Hi All
There's been a couple of comments in this thread about simple sugars increasing the overall fermentability of the wort

... however, there's mention in the White & Zainasheff, "Yeast" book (which I don't have with me, at the minute, so I won't quote), which is repeated/referenced in the BYO article by John Palmer that bellebouche linked to above where he says;
John Palmer, in BYO wrote:[Yeast] also ferment most of the monosaccharides before fermenting maltose and subsequently maltotriose. In fact, it is known that high levels of glucose and fructose in a wort (e.g. >15–20%) will inhibit the fermentation of maltose. This repressive behavior is probably a common cause of stuck fermentations in worts containing a lot of refined sugars — the yeast have fermented the monosaccharides and then quit, leaving more than half of the total sugars unfermented.

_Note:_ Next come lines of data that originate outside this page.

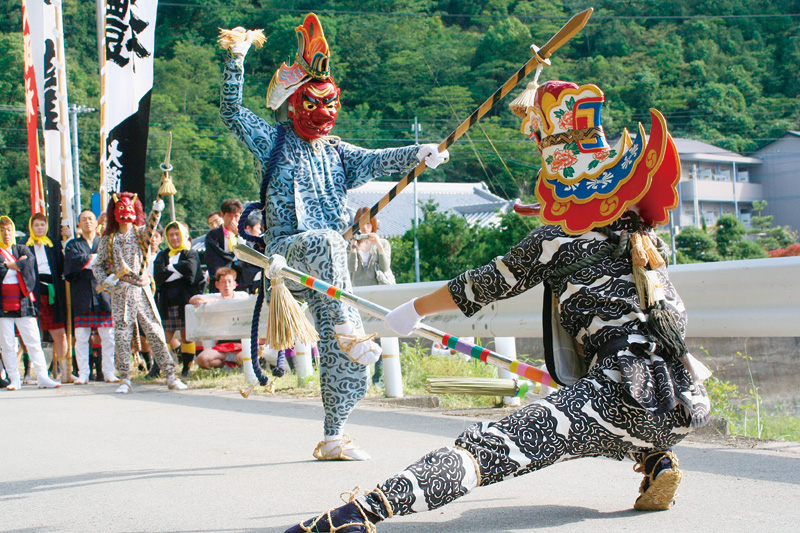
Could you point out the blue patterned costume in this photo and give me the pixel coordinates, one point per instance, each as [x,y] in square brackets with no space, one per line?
[304,217]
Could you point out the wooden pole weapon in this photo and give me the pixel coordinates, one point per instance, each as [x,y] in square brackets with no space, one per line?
[245,253]
[540,57]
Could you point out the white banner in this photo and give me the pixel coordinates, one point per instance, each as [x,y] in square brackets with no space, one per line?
[47,48]
[128,45]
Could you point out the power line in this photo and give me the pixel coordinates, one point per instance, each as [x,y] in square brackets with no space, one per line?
[334,12]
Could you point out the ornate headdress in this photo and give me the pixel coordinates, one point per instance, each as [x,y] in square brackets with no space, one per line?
[312,62]
[584,183]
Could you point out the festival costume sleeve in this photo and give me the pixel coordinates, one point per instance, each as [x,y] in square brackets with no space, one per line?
[248,127]
[102,264]
[76,257]
[524,266]
[362,165]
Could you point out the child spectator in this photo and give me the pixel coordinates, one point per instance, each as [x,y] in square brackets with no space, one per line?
[178,277]
[225,352]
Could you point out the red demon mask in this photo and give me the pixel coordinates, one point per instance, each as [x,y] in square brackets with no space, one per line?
[125,210]
[314,108]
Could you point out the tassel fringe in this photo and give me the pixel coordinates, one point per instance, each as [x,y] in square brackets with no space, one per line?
[228,38]
[286,321]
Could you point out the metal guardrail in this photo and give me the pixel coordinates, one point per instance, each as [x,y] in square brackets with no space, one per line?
[752,298]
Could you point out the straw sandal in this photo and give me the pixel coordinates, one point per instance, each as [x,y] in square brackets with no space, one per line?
[659,486]
[349,518]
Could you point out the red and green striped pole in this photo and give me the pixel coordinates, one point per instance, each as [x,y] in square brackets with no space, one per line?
[245,253]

... but I'm wondering that (surely) that isn't an "all or nothing" situation

... it won't be that adding (invert) sugars makes the wort more fermentable until a (single) point where there's so much that ALL of the yeast cells lose the ability to ferment maltose and maltotriose and lead to a stalled ferment " leaving more than half of the total sugars unfermented" ... isn't it more likely to a be a curve where adding (invert) sugars to the recipe makes the wort more fermentable, until a point where adding more (invert) sugars causes SOME of the yeast to lose the ability to ferment maltose/maltotriose, and as you keep adding more (invert) sugars, the FG may then climb back upwards ... potentially passing the FG of the all-malt wort on it's way to "leaving more than half of the total sugars unfermented"

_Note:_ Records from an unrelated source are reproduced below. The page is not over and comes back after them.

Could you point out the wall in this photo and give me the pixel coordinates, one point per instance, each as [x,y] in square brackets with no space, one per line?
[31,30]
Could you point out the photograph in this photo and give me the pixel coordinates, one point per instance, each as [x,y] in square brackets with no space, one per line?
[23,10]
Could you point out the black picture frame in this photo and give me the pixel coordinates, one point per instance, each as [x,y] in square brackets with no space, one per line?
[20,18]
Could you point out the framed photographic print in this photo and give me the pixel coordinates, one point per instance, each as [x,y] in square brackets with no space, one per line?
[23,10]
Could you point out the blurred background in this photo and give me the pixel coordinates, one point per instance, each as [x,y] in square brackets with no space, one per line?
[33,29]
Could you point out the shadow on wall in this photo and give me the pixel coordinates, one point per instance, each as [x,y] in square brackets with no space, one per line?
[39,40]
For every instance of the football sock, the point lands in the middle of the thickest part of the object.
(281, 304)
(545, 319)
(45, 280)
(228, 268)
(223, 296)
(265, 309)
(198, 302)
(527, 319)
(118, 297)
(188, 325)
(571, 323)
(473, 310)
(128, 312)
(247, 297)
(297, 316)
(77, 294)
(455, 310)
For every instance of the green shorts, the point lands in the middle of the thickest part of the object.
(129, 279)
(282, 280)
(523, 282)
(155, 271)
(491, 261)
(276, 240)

... if there were such a "curve" then there would be a "sweet spot" amount of (invert) sugar to add that would leave an FG slightly higher than an all-malt wort, with a higher proportion of maltose and maltotriose left in it
Mightn't that then cause a beer to end up (counter-intuitively) tasting MORE malty
This may not be a question specifically about Golden Syrup, as such ... but do the people above who have brewed with invert sugars feel they may have found this, at all?